Santé / Société

Après le meurtre du père Olivier Maire, la justice face à l'expertise psychiatrique

Temps de lecture : 4 min

L'incendiaire de la cathédrale de Nantes, dont le parcours médical est émaillé de troubles psychiatriques, est le principal suspect du meurtre de l'ecclésiastique.

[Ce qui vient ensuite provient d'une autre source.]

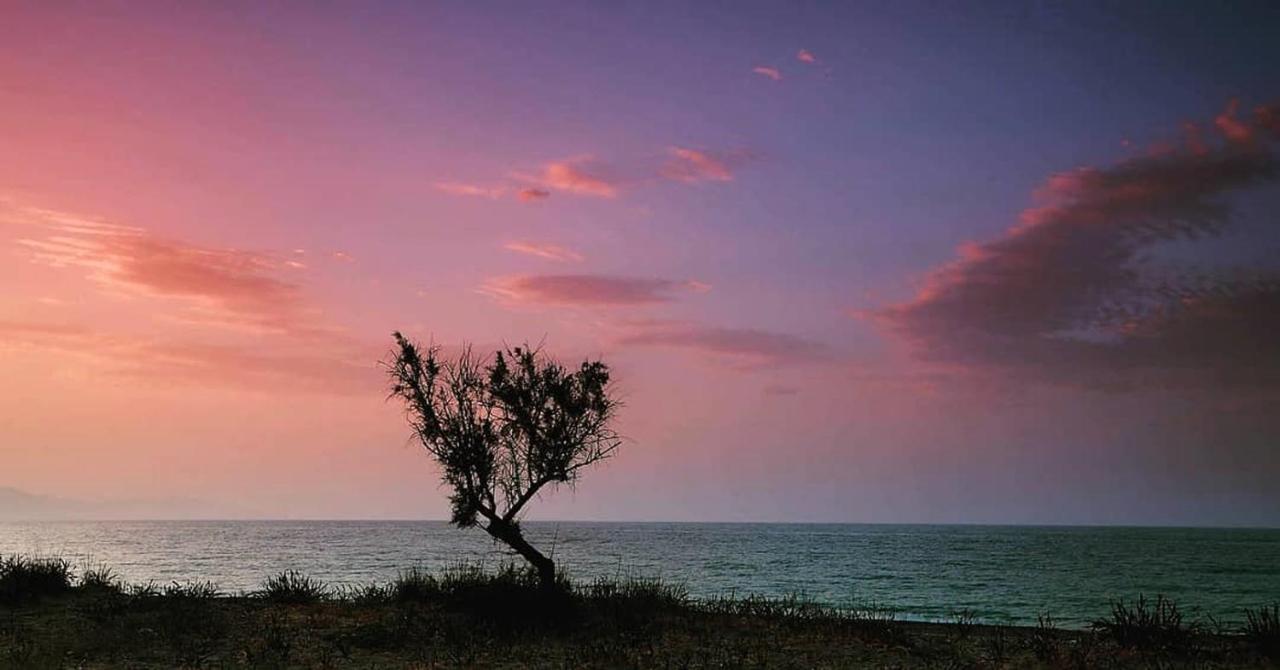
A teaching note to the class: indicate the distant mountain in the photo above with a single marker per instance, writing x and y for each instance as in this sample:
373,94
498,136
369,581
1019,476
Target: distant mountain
21,506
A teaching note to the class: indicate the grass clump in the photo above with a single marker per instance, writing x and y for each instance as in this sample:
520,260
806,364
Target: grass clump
101,579
292,587
1146,624
28,579
1262,629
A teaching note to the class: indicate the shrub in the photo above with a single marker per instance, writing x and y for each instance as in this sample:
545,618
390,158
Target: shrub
196,591
1146,625
292,588
100,579
1045,639
414,586
1262,628
27,579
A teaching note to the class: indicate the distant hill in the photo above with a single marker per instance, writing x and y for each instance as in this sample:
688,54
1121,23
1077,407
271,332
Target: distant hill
22,506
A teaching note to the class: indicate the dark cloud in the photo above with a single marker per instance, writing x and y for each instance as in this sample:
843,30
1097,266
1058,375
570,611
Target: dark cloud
1069,295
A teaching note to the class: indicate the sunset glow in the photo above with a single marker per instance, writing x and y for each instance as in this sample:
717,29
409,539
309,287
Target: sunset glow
908,265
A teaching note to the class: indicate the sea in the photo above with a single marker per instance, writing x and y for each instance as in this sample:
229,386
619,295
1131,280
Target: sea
993,574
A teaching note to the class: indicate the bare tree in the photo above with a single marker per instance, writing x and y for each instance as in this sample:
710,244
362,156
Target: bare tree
503,429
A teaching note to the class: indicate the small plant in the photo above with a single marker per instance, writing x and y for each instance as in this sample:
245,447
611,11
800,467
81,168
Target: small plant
1045,639
1262,628
414,586
1144,624
292,588
28,579
100,579
196,591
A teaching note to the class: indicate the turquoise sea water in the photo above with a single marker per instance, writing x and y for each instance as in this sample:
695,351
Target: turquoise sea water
1002,574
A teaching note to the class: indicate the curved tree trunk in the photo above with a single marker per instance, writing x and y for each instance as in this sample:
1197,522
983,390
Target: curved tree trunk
510,534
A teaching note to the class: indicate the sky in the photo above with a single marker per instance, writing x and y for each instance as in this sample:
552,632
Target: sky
849,261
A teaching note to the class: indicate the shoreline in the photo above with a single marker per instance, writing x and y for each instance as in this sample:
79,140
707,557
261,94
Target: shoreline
471,618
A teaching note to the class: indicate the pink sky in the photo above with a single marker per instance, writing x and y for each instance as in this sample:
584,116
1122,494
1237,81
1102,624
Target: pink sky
826,295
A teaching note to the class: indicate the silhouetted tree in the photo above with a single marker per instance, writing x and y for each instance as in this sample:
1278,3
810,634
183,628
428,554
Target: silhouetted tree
503,429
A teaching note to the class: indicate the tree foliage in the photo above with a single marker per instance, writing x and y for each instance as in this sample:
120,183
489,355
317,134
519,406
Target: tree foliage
504,428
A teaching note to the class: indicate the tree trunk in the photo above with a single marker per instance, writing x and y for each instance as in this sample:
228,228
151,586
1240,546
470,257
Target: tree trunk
510,534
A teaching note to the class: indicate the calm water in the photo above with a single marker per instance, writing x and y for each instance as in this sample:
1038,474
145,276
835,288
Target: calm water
1005,574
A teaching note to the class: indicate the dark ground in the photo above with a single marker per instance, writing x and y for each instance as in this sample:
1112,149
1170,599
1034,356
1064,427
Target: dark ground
490,628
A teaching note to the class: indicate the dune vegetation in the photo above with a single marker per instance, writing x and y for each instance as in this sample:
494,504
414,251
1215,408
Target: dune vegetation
466,616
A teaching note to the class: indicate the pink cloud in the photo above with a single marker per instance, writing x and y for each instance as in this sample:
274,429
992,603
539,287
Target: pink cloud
470,190
585,290
533,195
544,251
768,72
1066,295
183,363
579,176
694,165
743,347
219,286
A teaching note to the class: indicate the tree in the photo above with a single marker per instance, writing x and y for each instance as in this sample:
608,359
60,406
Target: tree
504,429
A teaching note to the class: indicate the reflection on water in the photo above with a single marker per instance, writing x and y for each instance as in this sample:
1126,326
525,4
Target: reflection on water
1001,573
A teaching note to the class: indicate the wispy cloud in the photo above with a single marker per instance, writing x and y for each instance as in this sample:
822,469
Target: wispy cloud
741,347
533,195
580,176
183,363
768,72
470,190
1066,295
691,165
544,251
586,290
216,286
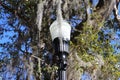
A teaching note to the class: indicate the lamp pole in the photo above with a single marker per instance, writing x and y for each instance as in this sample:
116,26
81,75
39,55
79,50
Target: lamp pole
61,38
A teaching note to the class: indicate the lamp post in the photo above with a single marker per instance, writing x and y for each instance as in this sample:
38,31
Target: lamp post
60,33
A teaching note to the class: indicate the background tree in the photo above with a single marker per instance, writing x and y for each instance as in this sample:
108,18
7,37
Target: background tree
27,52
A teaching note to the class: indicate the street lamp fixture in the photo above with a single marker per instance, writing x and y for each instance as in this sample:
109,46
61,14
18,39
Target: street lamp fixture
60,33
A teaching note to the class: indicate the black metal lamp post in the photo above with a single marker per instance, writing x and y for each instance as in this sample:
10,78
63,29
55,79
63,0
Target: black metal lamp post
60,33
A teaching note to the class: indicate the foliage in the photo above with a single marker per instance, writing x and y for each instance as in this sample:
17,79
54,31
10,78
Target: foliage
28,52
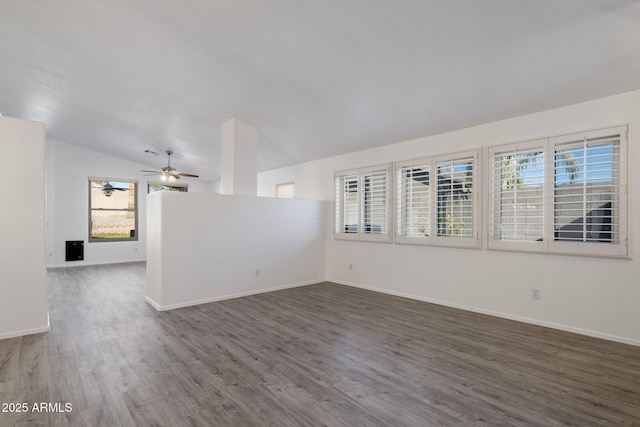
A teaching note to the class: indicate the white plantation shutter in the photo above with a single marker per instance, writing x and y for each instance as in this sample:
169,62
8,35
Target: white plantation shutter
363,202
589,192
347,216
375,201
565,194
516,198
413,202
455,205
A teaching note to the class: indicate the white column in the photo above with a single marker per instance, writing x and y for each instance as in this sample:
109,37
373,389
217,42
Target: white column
23,286
239,171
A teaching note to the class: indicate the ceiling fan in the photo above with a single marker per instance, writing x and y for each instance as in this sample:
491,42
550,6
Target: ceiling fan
169,173
107,188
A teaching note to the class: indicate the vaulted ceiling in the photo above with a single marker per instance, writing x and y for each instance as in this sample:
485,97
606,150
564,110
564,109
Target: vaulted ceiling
316,78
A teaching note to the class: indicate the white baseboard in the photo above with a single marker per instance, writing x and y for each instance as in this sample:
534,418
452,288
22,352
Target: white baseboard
537,322
23,332
88,263
160,307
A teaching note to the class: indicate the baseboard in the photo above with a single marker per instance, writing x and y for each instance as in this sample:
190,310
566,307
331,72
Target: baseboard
159,307
32,331
86,264
561,327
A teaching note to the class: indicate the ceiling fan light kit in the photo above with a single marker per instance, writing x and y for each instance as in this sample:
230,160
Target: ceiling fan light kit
169,173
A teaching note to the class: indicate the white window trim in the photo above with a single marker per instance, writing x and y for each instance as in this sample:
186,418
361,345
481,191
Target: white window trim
512,245
400,200
590,248
360,235
136,211
433,239
549,244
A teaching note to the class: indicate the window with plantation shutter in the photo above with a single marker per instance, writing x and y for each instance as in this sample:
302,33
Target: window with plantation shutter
564,194
413,202
362,204
517,196
436,200
589,192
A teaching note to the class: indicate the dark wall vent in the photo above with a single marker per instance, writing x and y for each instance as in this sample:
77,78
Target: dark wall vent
74,250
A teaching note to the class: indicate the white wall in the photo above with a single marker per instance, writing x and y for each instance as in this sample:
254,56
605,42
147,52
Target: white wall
207,247
594,296
68,170
23,302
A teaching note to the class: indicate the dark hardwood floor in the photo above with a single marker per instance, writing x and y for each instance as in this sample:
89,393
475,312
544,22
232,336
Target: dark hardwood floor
323,354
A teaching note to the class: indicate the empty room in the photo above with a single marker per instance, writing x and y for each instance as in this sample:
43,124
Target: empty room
337,213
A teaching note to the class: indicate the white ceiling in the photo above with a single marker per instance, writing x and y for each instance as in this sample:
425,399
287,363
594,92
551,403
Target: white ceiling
317,78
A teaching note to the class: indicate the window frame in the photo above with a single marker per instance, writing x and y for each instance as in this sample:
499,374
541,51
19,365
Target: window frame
92,239
550,244
360,175
516,245
433,239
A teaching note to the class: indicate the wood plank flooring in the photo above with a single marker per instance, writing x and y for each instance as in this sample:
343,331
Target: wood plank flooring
317,355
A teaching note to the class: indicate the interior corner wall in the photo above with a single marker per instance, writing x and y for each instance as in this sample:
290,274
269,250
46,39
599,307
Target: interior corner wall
68,170
209,247
592,296
23,298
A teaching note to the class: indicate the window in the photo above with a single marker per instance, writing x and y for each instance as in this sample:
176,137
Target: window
442,210
562,195
363,203
113,210
152,187
517,196
286,190
413,201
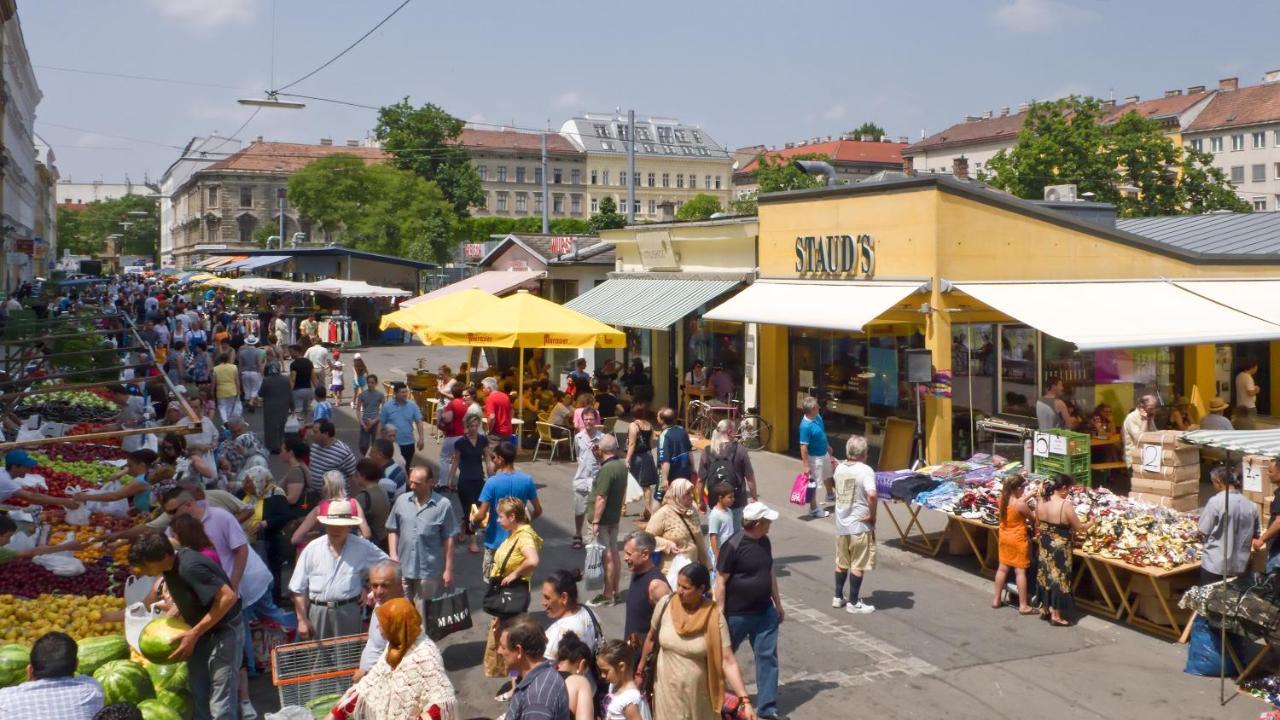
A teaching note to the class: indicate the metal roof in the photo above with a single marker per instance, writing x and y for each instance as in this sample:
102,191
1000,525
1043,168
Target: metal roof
1224,233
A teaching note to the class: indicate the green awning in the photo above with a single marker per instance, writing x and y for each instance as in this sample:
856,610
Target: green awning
652,304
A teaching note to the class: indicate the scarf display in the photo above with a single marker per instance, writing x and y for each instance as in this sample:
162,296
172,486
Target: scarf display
704,620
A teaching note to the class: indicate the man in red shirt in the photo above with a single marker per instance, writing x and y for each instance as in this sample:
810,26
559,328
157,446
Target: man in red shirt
497,409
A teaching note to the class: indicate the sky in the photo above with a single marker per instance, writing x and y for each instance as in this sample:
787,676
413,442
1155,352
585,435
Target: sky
749,72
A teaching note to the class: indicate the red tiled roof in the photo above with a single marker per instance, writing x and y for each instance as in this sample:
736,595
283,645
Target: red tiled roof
289,156
841,151
513,140
1244,106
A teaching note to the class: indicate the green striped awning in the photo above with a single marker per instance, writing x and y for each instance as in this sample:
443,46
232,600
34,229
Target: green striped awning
1252,442
652,304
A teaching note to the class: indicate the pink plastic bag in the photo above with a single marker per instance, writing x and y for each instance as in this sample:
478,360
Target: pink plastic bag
800,490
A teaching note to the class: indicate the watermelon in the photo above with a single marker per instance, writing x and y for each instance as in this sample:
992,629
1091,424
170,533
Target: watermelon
95,652
156,710
13,664
177,701
124,680
160,638
172,677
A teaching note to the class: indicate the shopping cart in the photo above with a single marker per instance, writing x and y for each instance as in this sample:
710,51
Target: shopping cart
304,671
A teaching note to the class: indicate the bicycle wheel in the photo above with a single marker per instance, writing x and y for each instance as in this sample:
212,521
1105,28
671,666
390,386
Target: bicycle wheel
754,432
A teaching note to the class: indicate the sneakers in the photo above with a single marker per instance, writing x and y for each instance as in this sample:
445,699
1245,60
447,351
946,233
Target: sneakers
859,607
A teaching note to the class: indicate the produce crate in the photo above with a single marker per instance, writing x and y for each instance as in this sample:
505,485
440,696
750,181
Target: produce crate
304,671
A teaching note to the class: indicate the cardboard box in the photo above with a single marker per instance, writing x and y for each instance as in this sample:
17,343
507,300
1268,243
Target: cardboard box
1184,504
1164,487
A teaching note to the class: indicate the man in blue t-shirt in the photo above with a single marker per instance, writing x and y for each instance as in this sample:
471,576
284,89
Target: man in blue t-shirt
504,482
814,456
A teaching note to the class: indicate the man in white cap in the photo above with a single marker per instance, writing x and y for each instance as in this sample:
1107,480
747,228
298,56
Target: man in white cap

À Saint-Laurent-sur-Sèvre, en Vendée, où le père Olivier Maire a été tué le 9 août 2021. | Sébastien Salom-Gomis / AFP
À Saint-Laurent-sur-Sèvre, en Vendée, où le père Olivier Maire a été tué le 9 août 2021. | Sébastien Salom-Gomis / AFP

Après le meurtre du père Olivier Maire en Vendée, le 9 août, les réactions et récupérations politiques ne se sont pas fait attendre, pointant le drame comme symptomatique de l'échec de la politique migratoire ou bien comme acte de terrorisme. Il semblerait aujourd'hui que la piste psychiatrique soit envisagée. Sorti onze jours auparavant d'une hospitalisation en psychiatrie, Emmanuel Abayisenga, l'auteur présumé, s'est livré à la gendarmerie et a avoué le meurtre. Il a été de nouveau admis en psychiatrie, cette fois en hospitalisation d'office, c'est-à-dire sous contrainte, à la demande du représentant de l'État.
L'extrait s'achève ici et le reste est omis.